– di Martina Rossato –
Qualche tempo fa mi è capitato di conoscere il progetto musicale di candra. Era appena uscita “DEMONIO”, il singolo con cui anticipava l’uscita del suo primo disco, “BONOLA BOY”, pubblicato poi il 18 marzo per Believe. Quel modo di fare un po’ punk e le melodie pop non sono il genere che più ascolto, eppure sono rimasta colpita dalla musica e dalle parole di questo artista così sensibile. “BONOLA BOY” è un racconto autobiografico, una lente d’ingrandimento sulla quotidianità imprigionata nella tossicodipendenza.
Quando ne ho avuta l’occasione, sono stata molto felice di potergli fare qualche domanda.
Ciao Alessandro, è uscito il tuo primo album, “BONOLA BOY”, in un periodo di grande ripresa per la musica.
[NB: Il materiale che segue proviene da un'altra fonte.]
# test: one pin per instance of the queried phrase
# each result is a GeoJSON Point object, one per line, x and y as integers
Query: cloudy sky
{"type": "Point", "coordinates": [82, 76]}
Come ti senti?
Sono molto contento, il disco è pronto da un po’ e non vedevo l’ora che uscisse. Sono contento soprattutto che sia diventato una cosa reale, voglio che giri e che venga ascoltato. Per me l’importante è che “esista” perché è un lavoro di cui sono molto soddisfatto, che mi descrive molto bene artisticamente e non.
Cosa volevi dare al pubblico e come è stata la risposta per ora?
In realtà niente di particolare, volevo solo raccontare una storia che avevo bisogno di tirare fuori e volevo farlo nel modo migliore che potessi. Volevo che uscisse fuori un disco evocativo, che all’ascolto fosse come sfogliare un album di fotografie e “BONOLA BOY” è il risultato. Per ora sta andando bene, sembra che le persone empatizzino con le storie all’interno delle canzoni e questo per me è molto bello.
Il tuo è un racconto autobiografico? Quanto vanno d’accordo Alessandro e candra?
Vanno abbastanza d’accordo e con il tempo è sempre meglio. Dico sempre che il “demone interiore” negli anni si è semplicemente indebolito e si è calmato, è invecchiato e quindi è diventato più semplice da gestire. C’è sempre e non credo se ne andrà mai ma è sempre più tranquillo con il tempo che passa, rassegnato in un certo senso.
È molto presente la città in cui sei cresciuto, Milano. Ti va di parlarmi del tuo rapporto con questa città?
In realtà è Livorno la città dove sono nato e cresciuto, Milano è la città dove sono cresciuto musicalmente e dove ha iniziato a prendere forma l’idea di “BONOLA BOY”. Ho un rapporto buono ma complicato con Milano, mi piace molto ed è stata una grossa ispirazione per me, ma non è stata la via di fuga che mi ero immaginato. Milano è spietata se sei un ragazzo con certi problemi di dipendenza ed io probabilmente non ero ancora pronto.
È il racconto di un viaggio, a che punto del viaggio senti di essere adesso?
Mi sento di essere tornato a casa e tra l’altro ci sono tornato davvero. All’interno del disco ci sono tutte le esperienze fatte durante questo viaggio, le persone che ho conosciuto, alcune che ho soltanto incrociato, posti che ho visto e che non ho visto, altri che ho vissuto tutti i giorni, fino alla nausea. “BONOLA BOY” è stato come mettere un punto a tutto questo, sia dal punto di vista artistico che nella vita, ha segnato la fine di un viaggio appunto e quindi di una storia che secondo me meritava di essere raccontata.
Musicalmente, “BONOLA BOY” è un album tranquillo e anche molto intimo, nonostante le tematiche forti. Cosa significa per te cantare?
È un momento di cui ho bisogno di cantare quello che ho scritto. Per me scrivere è un momento di riflessione molto importante, un modo di confrontarmi con me stesso e tirare le somme. Cantare mi serve per rendere reale quello che scrivo, per tirarlo fuori dalla carta, per capire se mi piace, se può diventare qualcosa oppure no. È come se la mia voce non andasse d’accordo con tutto quello che scrivo ma in alcuni momenti mi aiutasse a scegliere.
Quali sono le collaborazioni che ti hanno aiutato a costruire il disco?
Sicuramente i miei amici e produttori del disco Francesco Scola (paralisi) e Matteo D’angelo. Senza di loro non sarebbe neanche esistito “BONOLA BOY” o quantomeno non così. E poi Michele Corrente, altro amico e manager del progetto, che è per me fondamentale nel far sì che il disco esista al di fuori di noi. Sicuramente avrei fatto poco o niente senza di loro.